To understand how health systems are facilitating primary care redesign (PCR), examine the PCR initiatives taking place within systems, and identify barriers to this work.
A purposive sample of 24 health systems in 4 states.
Data were systematically reviewed to identify how system leaders define and implement initiatives to redesign primary care delivery and identify challenges. Researchers applied codes which were based on the theoretical PCR literature and created new codes to capture emerging themes. Investigators analyzed coded data then produced and applied a thematic analysis to examine how health systems facilitate PCR.
Semi‐structured telephone interviews with 162 system executives and physician organization leaders from 24 systems.

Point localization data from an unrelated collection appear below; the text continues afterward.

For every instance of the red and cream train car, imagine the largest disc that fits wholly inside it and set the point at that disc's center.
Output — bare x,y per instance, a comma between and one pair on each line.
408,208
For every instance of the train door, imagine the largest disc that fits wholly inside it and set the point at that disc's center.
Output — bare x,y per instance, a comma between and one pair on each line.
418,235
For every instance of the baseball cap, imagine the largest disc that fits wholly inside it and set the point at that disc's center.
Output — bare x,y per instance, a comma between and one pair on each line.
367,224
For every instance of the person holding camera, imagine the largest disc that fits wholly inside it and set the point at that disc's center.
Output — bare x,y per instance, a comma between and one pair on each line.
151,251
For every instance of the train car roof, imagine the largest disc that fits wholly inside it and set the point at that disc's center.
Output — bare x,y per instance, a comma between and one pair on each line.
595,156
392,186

Leaders at all 24 health systems described initiatives to redesign the delivery of primary care, but many were in the early stages. Respondents described the use of centralized health system resources to facilitate PCR initiatives, such as regionalized care coordinators, and integrated electronic health records. Team‐based care, population management, and care coordination were the most commonly described initiatives to transform primary care delivery. Respondents most often cited improving efficiency and enhancing clinician job satisfaction, as motivating factors for team‐based care. Changes in payment and risk assumption as well as community needs were commonly cited motivators for population health management and care coordination. Return on investment and the slower than anticipated rate in moving from fee‐for‐service to value‐based payment were noted by multiple respondents as challenges health systems face in redesigning primary care.
Given their expanding role in health care and the potential to leverage resources, health systems are promising entities to promote the advancement of PCR. Systems demonstrate interest and engagement in this work but face significant challenges in getting to scale until payment models are in alignment with these efforts.